Setiap tanggal 22 Desember, masyarakat Indonesia memperingati Hari Ibu. Pada hari istimewa itu, orang-orang berlomba memberikan ucapan dan ungkapan cinta pada ibundanya.
Peringatan Hari Ibu di Indonesia sesungguhnya mengandung makna yang lebih agung dari sekedar romantisme perayaan belaka. Hari Ibu bukan hanya diperuntukkan bagi para ibu dalam arti harfiah saja, melainkan juga untuk seluruh perempuan Indonesia.
Penetapan Hari Ibu, pada awalnya merupakan upaya untuk mengenang dan memaknai kembali peristiwa bersejarah yang menandai tonggak awal gerakan perempuan nasional: Kongres Perempuan Indonesia Pertama yang berlangsung di Yogyakarta, 22-25 Desember 1928 silam.
Kongres ini diprakarsai oleh tiga orang tokoh wanita yakni: R.A. Soekonto dari Organisasi Wanita Utomo, Nyi Hajar Dewantara dari Wanita Taman Siswa dan Sujatin dari Putri Indonesia.
Dalam kongres tersebut, sekitar 1.000 perempuan dari 30 organisasi berbeda, dengan latar belakang suku dan agama yang juga berbeda, berkumpul dan bertukar gagasan. Mereka membahas berbagai hak-hak perempuan, terutama dalam bidang pendidikan dan pernikahan.

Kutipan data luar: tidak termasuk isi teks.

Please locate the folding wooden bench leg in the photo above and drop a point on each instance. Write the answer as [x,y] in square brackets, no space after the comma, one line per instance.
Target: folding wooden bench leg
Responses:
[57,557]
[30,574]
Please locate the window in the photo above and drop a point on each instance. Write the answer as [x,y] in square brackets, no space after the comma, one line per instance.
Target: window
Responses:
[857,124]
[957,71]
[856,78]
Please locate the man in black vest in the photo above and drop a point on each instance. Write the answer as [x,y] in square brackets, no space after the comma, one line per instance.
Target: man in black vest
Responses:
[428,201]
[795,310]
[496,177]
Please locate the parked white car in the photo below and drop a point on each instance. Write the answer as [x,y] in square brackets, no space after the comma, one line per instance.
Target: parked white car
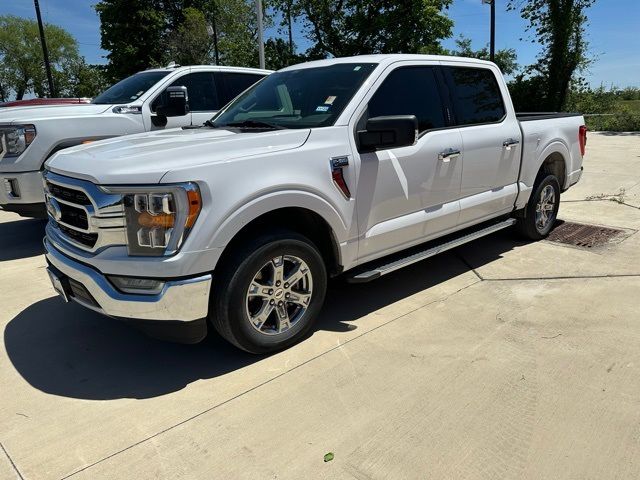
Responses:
[30,135]
[354,166]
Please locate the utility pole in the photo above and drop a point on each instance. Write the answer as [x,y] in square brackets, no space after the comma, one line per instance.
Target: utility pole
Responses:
[492,47]
[211,30]
[45,52]
[260,33]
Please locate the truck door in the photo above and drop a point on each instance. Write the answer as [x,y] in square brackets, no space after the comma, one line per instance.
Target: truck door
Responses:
[491,139]
[407,195]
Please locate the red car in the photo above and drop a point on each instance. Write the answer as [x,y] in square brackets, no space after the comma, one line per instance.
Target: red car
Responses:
[44,101]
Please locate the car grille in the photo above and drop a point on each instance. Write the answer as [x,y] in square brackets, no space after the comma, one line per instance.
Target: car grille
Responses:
[87,239]
[68,194]
[82,214]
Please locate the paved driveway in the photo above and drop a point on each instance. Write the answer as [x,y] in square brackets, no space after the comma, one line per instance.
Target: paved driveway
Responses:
[500,359]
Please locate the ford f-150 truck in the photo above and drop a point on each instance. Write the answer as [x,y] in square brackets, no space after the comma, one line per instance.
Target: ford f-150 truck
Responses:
[29,136]
[350,166]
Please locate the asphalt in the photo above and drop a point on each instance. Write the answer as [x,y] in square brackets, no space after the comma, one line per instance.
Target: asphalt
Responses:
[500,359]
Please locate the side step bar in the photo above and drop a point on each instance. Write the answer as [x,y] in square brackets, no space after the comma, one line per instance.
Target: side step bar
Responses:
[382,269]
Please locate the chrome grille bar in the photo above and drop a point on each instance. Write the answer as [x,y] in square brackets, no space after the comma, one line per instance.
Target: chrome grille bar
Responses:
[104,213]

Hal-hal yang dikemukakan di dalam kongres pada dasarnya mengenai kemajuan wanita yang akhirnya mengarah pada kerjasama atau perjuangan bersama kaum laki-laki untuk mencapai persatuan bangsa.
Direktur Sejarah Kementerian Pendidikan dan Kebudayaan Republik Indonesia, Triana Wulandari, mengatakan adanya kongres tersebut menunjukkan tekad kuat para perempuan untuk turut berjuang demi bangsanya.
“Karena itu, kedudukan sejarah kongres ini harus dilihat dari makna yang sesungguhnya, tidak sekedar perayaan Hari Ibu saja, tetapi juga bahwa pada masa itu, para perempuan sudah memikirkan masa depan bangsanya,” kata Triana.
Belajar sejarah dalam balutan seni
Untuk mengedukasi masyarakat tentang makna luhur peringatan Hari Ibu, Direktorat Jenderal Kebudayaan Kemdikbud menghelat serangkaian acara bertajuk “Merayakan Ibu Bangsa” di Plaza Insan Berprestasi, Gedung A Kementerian Pendidikan dan Kebudayaan, Jakarta, Kamis (22/12).
Melalui kegiatan ini, Dirjen Kebudayaan berupaya membingkai pembelajaran sejarah tentang pergerakan perempuan nasional dengan seni agar lebih mudah dipahami oleh masyarakat.
Serangkaian acara itu meliputi pertunjukan seni yang menampilkan ulang sebagian adegan Kongres Perempuan 88 tahun silam, paduan suara, tarian dan operet Hari Ibu.
Direktur Kesenian Kemdikbud, Endang Tjaturwati, mengungkapkan, pertunjukan seni kongres akan diperankan oleh para ibu-ibu dari lingkungan Dirjen Kebudayaan.